虽然说服秦渊帮忙了,其实秦宣还有点犹豫,感觉自己的思维分裂成了两半,一半让她不要做厉寒洲讨厌的事,一半让她赌一把否则就永远没有机会了。
她曾经做了很多美好的设想,想象这次来上京市和厉寒洲成功订婚,他们会有一段美好的恋爱,然后结婚,生子。
但从没想过,那么薄情的一个人,有一天也会对一个女孩子那么温柔缱绻。
想到这里,秦宣咬了咬牙:“我知道了,我不会牵连秦家。”
“记住我的话。”秦渊警告完,就端起酒杯去应酬了,心里对秦宣这种自荐枕席的下贱行为嗤之以鼻。
秦宣眼眸沉了沉,她现在还没想好要怎么做,但在这之前可以先给乔蕴找点麻烦。
让乔蕴后悔,刚才那么对自己。
秦家小姐,可不会这么容易认输。
“秦姐,你怎么一个人在这里,过来一起玩,大家都在等你。”谷
秦宣听到声音抬头看过去,就见到一位年轻女人,对着她一副自来熟的样子。
她看了好一会儿,才想起来这人是谁,本来不想理会,脑海中突然浮起一个想法,她眼珠子一转,顿时有了计较。
“柳雨兮,我记得你家的集团快要不行了吧,你对我这么好,是想拉我们秦家投资对么?”
名为柳兮的女孩表情一僵,声音紧张道:“秦姐,你在说什么,我是真心把你当朋友,和我家没有半点关系。”
秦宣眼神鄙夷:“我也不和你拐弯抹角,想让我们秦家投资你们柳家,也不是不可以,除非你帮我做一件事。”

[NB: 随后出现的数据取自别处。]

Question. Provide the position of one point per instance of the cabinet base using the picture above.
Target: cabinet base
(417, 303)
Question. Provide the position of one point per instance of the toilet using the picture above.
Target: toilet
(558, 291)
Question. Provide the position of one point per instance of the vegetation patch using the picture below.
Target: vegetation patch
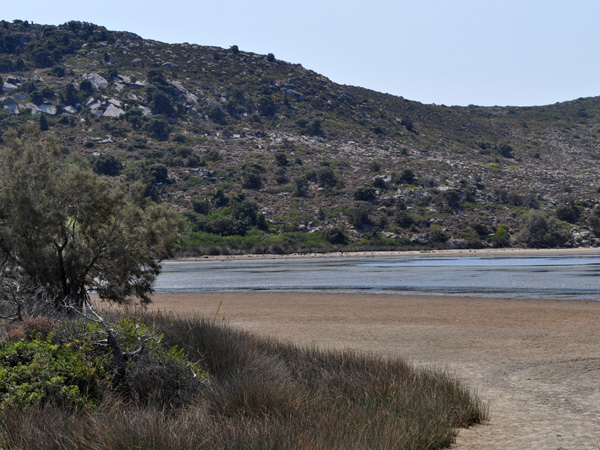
(261, 394)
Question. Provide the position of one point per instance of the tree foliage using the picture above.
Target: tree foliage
(538, 231)
(69, 231)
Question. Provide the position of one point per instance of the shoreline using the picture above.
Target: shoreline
(411, 253)
(534, 361)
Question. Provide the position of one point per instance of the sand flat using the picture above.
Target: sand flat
(537, 362)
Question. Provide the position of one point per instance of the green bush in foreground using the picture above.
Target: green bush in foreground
(262, 394)
(71, 365)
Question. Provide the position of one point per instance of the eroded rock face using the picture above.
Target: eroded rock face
(113, 111)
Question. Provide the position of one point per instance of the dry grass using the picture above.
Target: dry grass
(264, 394)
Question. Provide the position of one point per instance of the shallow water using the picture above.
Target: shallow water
(559, 277)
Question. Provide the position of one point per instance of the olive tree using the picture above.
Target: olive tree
(69, 231)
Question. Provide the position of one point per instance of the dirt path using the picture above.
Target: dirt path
(537, 362)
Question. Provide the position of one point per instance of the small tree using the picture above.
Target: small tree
(537, 230)
(69, 231)
(593, 220)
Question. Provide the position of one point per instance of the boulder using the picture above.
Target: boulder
(113, 111)
(11, 106)
(9, 87)
(145, 110)
(47, 109)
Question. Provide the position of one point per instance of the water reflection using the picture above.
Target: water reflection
(531, 276)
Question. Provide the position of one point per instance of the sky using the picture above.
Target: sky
(459, 52)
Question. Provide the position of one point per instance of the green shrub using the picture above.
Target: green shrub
(538, 231)
(68, 374)
(501, 238)
(364, 193)
(335, 236)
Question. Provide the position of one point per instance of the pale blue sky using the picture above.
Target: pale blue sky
(459, 52)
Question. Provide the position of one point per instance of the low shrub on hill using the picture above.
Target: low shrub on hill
(261, 394)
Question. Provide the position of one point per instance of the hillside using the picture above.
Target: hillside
(246, 144)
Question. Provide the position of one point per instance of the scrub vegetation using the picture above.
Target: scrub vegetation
(258, 154)
(250, 393)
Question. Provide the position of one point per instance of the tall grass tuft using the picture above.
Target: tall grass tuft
(262, 394)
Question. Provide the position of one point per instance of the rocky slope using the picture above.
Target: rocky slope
(199, 125)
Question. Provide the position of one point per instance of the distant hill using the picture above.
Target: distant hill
(259, 152)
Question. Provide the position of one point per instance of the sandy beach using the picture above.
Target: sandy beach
(536, 362)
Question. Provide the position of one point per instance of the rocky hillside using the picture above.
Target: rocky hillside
(246, 144)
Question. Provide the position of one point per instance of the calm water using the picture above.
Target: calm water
(540, 276)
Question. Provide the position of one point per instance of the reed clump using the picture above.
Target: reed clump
(261, 394)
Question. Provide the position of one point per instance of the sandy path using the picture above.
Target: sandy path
(537, 362)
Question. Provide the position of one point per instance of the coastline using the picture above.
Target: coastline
(535, 361)
(491, 252)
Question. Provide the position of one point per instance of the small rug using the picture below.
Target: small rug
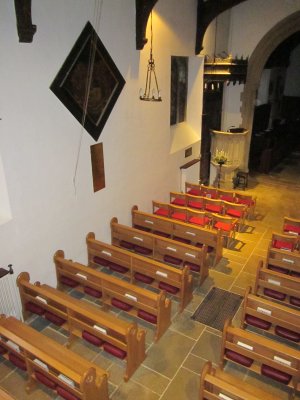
(217, 306)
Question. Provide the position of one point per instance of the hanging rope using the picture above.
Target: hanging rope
(91, 62)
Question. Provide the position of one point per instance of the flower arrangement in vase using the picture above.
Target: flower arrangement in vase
(220, 157)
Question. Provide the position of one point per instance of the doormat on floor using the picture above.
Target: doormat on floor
(217, 306)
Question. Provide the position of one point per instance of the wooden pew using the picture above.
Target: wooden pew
(120, 338)
(5, 396)
(286, 262)
(50, 363)
(152, 307)
(216, 384)
(270, 317)
(285, 242)
(178, 282)
(181, 204)
(247, 200)
(208, 239)
(277, 286)
(160, 248)
(261, 355)
(291, 226)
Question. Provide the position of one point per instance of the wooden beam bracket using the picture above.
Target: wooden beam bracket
(25, 28)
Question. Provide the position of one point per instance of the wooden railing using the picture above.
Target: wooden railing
(152, 307)
(50, 363)
(120, 338)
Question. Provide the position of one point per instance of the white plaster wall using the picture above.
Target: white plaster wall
(40, 139)
(250, 21)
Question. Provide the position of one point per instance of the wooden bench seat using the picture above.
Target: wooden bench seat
(291, 226)
(286, 262)
(261, 355)
(209, 240)
(277, 286)
(180, 203)
(285, 242)
(247, 200)
(160, 248)
(178, 282)
(152, 307)
(271, 317)
(120, 338)
(216, 384)
(48, 362)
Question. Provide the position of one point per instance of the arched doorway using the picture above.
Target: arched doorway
(281, 31)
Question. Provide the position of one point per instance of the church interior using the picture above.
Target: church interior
(149, 218)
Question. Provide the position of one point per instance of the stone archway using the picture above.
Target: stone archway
(281, 31)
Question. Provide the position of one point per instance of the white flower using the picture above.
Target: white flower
(220, 157)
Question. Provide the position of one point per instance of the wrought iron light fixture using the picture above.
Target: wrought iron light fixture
(151, 92)
(221, 70)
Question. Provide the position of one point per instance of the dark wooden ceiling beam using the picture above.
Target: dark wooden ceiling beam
(143, 9)
(25, 28)
(207, 11)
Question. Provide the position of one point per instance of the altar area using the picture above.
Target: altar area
(230, 145)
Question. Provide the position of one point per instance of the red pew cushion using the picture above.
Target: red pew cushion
(213, 208)
(192, 266)
(239, 358)
(195, 204)
(194, 192)
(142, 250)
(68, 281)
(143, 278)
(292, 228)
(223, 226)
(161, 211)
(230, 199)
(248, 202)
(92, 338)
(118, 268)
(276, 374)
(182, 240)
(179, 216)
(55, 319)
(199, 220)
(234, 213)
(115, 351)
(168, 288)
(282, 245)
(101, 261)
(287, 334)
(126, 245)
(178, 201)
(2, 350)
(17, 361)
(273, 293)
(209, 248)
(45, 380)
(142, 228)
(34, 308)
(121, 304)
(295, 301)
(172, 260)
(147, 316)
(258, 322)
(92, 292)
(278, 269)
(295, 273)
(163, 234)
(66, 394)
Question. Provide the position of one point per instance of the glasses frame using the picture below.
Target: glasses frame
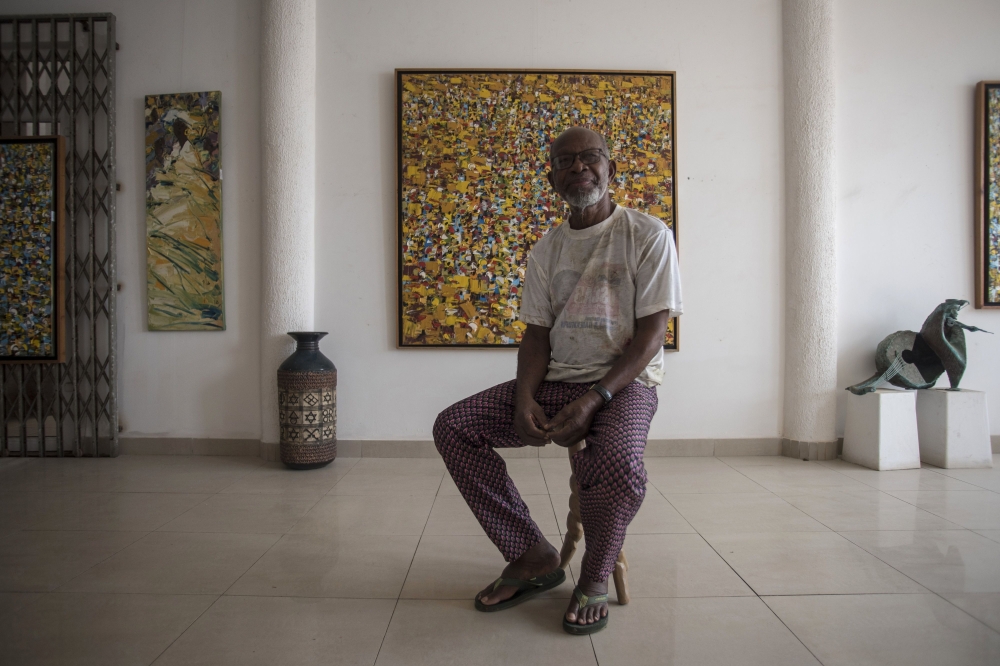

柳雨兮确实是受了家里的命令,来和秦宣交好的,现在听到对方要她做事,脸上闪过犹豫。
她可不认为会是好事。
秦宣漫不经心道:“你要不愿意就算了,我也不会勉强你,就是你家这事,你去找别人吧。”
柳雨兮有些慌了:“是不是我帮你做事,我家的事你就会帮忙?”
“自然。”秦宣循循善诱道:“不管失败还是成功,我都会帮你,这对你来说是双赢的局面。”
柳雨兮问:“你想让我做什么事?”
秦宣挑唇一笑:“好事……”
…
这边。
厉寒洲来到乔蕴的面前,语气含笑的问:“她找你做什么?”
他早就看到秦宣来找乔蕴,也看到了秦宣被乔蕴气走的画面。
乔蕴实话实说:“她喜欢你,让我离你远一点,”
厉寒洲不屑道:“不用理她,我不喜欢她。”
乔蕴点点头,她也是这样跟秦宣说的,可惜秦宣就是不相信。
她突然想到秦宣说的一件事,嗓音没什么情绪的问:“你要和她联姻?”
厉寒洲疑惑的嗯了一声,目光落在乔蕴白嫩的小脸。
她的脸还是那么冷,淡漠的,没有丝毫情绪。
很难看出她现在到底在想什么,哪怕是自诩对乔蕴很了解的厉寒洲,这会儿也看不透她的想法。
看了一会,厉寒洲意味不明道:“小朋友,你生气了?”
乔蕴斜睨他一眼,似乎不懂他这话是什么意思。
厉寒洲的心情似乎很好,嗓音愉悦了几分:“因为我要和她联姻,所以你生气了,对吗?”
虽然乔蕴的神色没有表现出来,但他还是发现了乔蕴从刚才开始就不一样的地方。
她会在秦宣邀请他跳舞的时候把他拉走,像是在宣誓主权一样。